I have a html menu file, which contains list of html pages, extracted by chm decoder.
(7,0,"Icons Used in This Book","final/pref04.html");
(8,0,"Command Syntax Conventions","final/pref05.html");
(9,0,"Introduction","final/pref06.html");
(10,0,"Part I: Introduction and Overview of Service","final/part01.html");
(11,10,"Chapter 1. Overview","final/ch01.html");
(12,11,"Technology Motivation","final/ch01lev1sec1.html");
I want create from this a 'table of contents' file for Calibre (HTML file that contains links to all the other files in the desired order). The final file should look like this:
<a href="final/pref04.html">Icons Used in This Book</a><br/>
<a href="final/pref05.html">Command Syntax Conventions</a><br/>
.
.
.
So first I need to remove the digit prefixes with regular expression, then add a href
attribute to make hyperlink, and change the URL and title position. Can anyone show how to make this with Notepad++?
I think this would do it for you, I'm mac based so I don't have notepad++ but this works in dreamweaver. Presuming each expression is one line based.
Find:
\(.*?"(.*?)","(.*?)".*
Replace:
<a href="$2">$1</a><br/>
File:
(7,0,"Icons Used in This Book","final/pref04.html");
(8,0,"Command Syntax Conventions","final/pref05.html");
(9,0,"Introduction","final/pref06.html");
(10,0,"Part I: Introduction and Overview of Service","final/part01.html");
(11,10,"Chapter 1. Overview","final/ch01.html");
(12,11,"Technology Motivation","final/ch01lev1sec1.html");
After Replace All:
<a href="final/pref04.html">Icons Used in This Book</a><br/>
<a href="final/pref05.html">Command Syntax Conventions</a><br/>
<a href="final/pref06.html">Introduction</a><br/>
<a href="final/part01.html">Part I: Introduction and Overview of Service</a><br/>
<a href="final/ch01.html">Chapter 1. Overview</a><br/>
<a href="final/ch01lev1sec1.html">Technology Motivation</a><br/>
If it isn't one line based change .*
to .*?\n
. That should make it stop after each newline. For readability you also may want to add a newline to the replace.
Should probably explain the regex as well in case you want to modify it...
The first \
is escaping the (
so the regex knows to look for the literal character and the not special regex grouping. The *?

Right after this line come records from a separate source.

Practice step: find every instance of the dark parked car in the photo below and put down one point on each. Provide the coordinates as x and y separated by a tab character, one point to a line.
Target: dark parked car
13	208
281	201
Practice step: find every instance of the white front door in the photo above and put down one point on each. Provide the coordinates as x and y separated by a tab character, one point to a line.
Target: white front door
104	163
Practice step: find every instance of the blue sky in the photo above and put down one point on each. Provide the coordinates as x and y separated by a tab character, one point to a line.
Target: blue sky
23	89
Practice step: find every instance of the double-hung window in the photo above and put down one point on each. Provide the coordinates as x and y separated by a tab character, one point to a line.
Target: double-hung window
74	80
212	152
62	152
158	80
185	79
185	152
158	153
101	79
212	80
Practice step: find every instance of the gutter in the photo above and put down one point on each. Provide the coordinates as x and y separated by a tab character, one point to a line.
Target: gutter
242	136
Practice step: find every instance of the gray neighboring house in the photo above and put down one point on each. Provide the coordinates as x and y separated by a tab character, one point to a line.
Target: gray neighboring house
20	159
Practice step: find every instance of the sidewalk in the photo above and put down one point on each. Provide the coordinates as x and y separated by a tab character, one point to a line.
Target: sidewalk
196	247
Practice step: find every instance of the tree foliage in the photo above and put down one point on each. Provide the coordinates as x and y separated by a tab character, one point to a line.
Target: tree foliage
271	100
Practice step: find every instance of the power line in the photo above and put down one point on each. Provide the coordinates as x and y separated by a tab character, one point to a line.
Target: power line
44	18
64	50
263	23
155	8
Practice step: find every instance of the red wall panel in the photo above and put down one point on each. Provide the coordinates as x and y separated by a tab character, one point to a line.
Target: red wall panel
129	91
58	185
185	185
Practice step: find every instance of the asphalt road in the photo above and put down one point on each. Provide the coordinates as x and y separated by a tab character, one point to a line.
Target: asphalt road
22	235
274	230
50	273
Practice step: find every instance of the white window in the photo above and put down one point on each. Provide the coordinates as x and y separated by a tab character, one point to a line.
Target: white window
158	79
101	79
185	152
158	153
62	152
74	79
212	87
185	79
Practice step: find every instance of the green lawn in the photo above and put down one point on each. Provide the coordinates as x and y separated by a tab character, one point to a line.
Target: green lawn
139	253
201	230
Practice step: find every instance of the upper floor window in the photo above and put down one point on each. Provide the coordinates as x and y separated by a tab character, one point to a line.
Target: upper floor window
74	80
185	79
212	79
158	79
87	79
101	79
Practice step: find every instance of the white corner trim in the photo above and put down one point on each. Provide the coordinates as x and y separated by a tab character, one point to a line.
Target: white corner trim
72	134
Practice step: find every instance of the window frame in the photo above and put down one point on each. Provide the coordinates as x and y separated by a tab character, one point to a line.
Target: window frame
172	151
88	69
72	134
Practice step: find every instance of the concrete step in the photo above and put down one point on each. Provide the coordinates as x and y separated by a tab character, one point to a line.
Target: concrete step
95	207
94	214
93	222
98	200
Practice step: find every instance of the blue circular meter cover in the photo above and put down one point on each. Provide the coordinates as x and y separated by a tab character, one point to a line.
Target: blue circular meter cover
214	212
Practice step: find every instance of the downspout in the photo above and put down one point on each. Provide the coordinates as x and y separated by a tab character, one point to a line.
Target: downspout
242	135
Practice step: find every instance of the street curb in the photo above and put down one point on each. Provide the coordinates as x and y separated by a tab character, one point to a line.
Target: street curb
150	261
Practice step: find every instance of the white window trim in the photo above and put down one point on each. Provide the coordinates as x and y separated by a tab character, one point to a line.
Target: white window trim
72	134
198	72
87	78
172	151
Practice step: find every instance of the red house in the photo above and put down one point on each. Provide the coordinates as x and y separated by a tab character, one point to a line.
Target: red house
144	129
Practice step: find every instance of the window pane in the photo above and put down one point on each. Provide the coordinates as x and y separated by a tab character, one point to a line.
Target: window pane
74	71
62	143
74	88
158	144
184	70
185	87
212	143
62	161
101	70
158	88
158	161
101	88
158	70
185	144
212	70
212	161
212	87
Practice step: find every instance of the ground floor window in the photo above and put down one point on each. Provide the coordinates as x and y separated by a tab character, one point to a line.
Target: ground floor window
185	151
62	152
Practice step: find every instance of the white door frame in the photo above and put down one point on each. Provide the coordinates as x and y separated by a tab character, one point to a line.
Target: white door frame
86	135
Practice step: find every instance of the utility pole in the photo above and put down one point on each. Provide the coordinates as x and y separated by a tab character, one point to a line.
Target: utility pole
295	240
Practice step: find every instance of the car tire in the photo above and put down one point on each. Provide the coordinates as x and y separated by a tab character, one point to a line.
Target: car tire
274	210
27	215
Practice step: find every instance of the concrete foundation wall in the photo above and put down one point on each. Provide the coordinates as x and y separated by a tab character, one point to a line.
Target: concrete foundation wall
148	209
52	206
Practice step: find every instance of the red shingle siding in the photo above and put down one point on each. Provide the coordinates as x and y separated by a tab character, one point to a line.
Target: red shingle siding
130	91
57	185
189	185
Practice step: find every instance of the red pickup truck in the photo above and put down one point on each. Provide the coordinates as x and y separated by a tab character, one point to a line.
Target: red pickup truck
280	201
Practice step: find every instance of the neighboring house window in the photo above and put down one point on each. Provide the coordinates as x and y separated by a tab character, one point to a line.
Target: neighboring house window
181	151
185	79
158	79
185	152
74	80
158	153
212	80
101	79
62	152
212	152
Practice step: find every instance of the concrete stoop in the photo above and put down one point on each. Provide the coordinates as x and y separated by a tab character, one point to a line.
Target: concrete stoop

says find every character until the first "
; (.
is any single character, *
is zero or more occurrences of the preceding character, and ?
tells it to stop at the first occurrence of the next character, "
). The last .*
says keep going with the search. The (
and )
around the .*?
group the found value into the $1
and $2
. The number correlates to the order in which it is in the regex.